|Lloyd Blankfein, the chief executive of leading investment bank Goldman Sachs, has backed George Osborne's austerity drive, telling him to "stay the course".
The Chancellor has been resisting increasing pressure to ease the £130bn programme of spending cuts and tax rises.
The IMF, European Commission President José Manuel Barroso and Pimco boss Bill Gross, who head up the world's largest bond fund, have all urged him to slow his austerity programme in the past seven days.
Mr Blankfein told Radio 4's Today programme that Britain had invested a lot in austerity and should "stay the course a little longer".
He said "it was very tough" for the Chancellor, and he could see why at this point in the cycle there were calls to "relax the throttle" and extend austerity for longer.

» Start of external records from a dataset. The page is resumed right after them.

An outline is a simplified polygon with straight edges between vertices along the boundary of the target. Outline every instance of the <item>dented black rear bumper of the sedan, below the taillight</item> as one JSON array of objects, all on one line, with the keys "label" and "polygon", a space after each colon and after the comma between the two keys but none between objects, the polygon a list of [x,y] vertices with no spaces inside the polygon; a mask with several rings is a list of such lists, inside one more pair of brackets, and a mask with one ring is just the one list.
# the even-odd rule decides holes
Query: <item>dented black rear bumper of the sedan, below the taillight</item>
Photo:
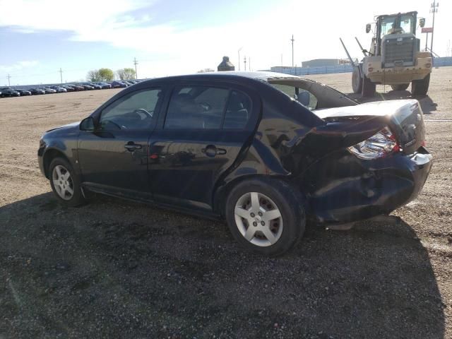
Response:
[{"label": "dented black rear bumper of the sedan, below the taillight", "polygon": [[391,213],[416,198],[432,167],[432,155],[359,160],[347,152],[323,158],[305,173],[307,214],[316,222],[344,223]]}]

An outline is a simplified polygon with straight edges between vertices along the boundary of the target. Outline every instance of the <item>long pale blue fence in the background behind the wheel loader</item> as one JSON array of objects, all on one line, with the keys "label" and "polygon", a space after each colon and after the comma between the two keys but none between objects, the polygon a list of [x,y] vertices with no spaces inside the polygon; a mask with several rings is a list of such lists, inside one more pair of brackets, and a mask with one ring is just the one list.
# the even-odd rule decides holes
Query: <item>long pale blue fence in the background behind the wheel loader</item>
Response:
[{"label": "long pale blue fence in the background behind the wheel loader", "polygon": [[[452,66],[452,57],[433,59],[434,67]],[[352,65],[321,66],[321,67],[283,67],[271,68],[272,72],[290,74],[292,76],[306,76],[308,74],[347,73],[353,71]]]}]

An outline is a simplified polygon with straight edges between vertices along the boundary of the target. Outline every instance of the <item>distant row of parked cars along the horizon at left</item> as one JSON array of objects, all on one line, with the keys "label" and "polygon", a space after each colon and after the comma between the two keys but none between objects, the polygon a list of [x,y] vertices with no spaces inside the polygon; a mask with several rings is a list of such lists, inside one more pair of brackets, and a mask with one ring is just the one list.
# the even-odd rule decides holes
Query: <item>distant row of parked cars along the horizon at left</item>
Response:
[{"label": "distant row of parked cars along the horizon at left", "polygon": [[0,88],[0,97],[20,97],[24,95],[40,95],[51,93],[78,92],[80,90],[105,90],[108,88],[126,88],[141,80],[112,81],[111,83],[77,83],[70,85],[44,86],[27,89]]}]

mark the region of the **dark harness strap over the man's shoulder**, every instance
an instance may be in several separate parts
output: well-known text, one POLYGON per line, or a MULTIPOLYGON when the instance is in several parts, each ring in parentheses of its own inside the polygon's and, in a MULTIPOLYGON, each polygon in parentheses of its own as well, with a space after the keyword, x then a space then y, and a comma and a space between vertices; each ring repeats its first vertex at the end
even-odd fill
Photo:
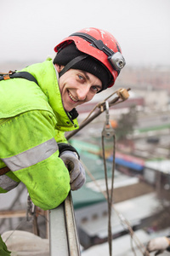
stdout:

Christine Lagarde, managing director of the International Monetary Fund, warned in Washington last week that Britain's economic growth performance is "not particularly good", reinforcing suspicions that the IMF will urge Britain to moderate the severity and speed of his austerity plans.
The funds chief economist, Olivier Blanchard, said Mr Osborne was “playing with fire” by pressing ahead with his plans in the face of a stalling recovery.
However, Fitch, the ratings agency, argued that the UK had no “fiscal space to absorb further adverse economic and financial shocks” in its decision to cut Britain from AAA to AA+ on Friday.
Speaking in Washington, Mr Osborne hinted he would reject a likely demand from the IMF next month to fundamentally alter his austerity programme.
Asked if he would follow a different IMF plan, he said: “It depends whether you agree with that advice.”
Defending his current strategy and risking a fight with the Fund, he said: “What the IMF has asked us to do is to show flexibility and credibility. The Autumn Statement and Budget demonstrated that by not chasing the debt target and taking additional measure to support the economy.”
He was also dismissive of Mr Blanchard’s claim, saying he was “just one voice” at the IMF. He added that the IMF has recommended countries reduce their deficit at a rate of 1pc a year and “we are bang on that”.
In a speech yesterday, Mr Barroso said the policy of austerity pursued by the EU in recent years no longer has the public backing needed to work. "While I think this policy is fundamentally right, I think it has reached its limits," Mr Barroso said.
While Mr Gross said the drive to cut debt rapidly through severe austerity in Britain and the eurozone was stifling recovery. To get real growth "you've got to spend money", he told the Financial Times.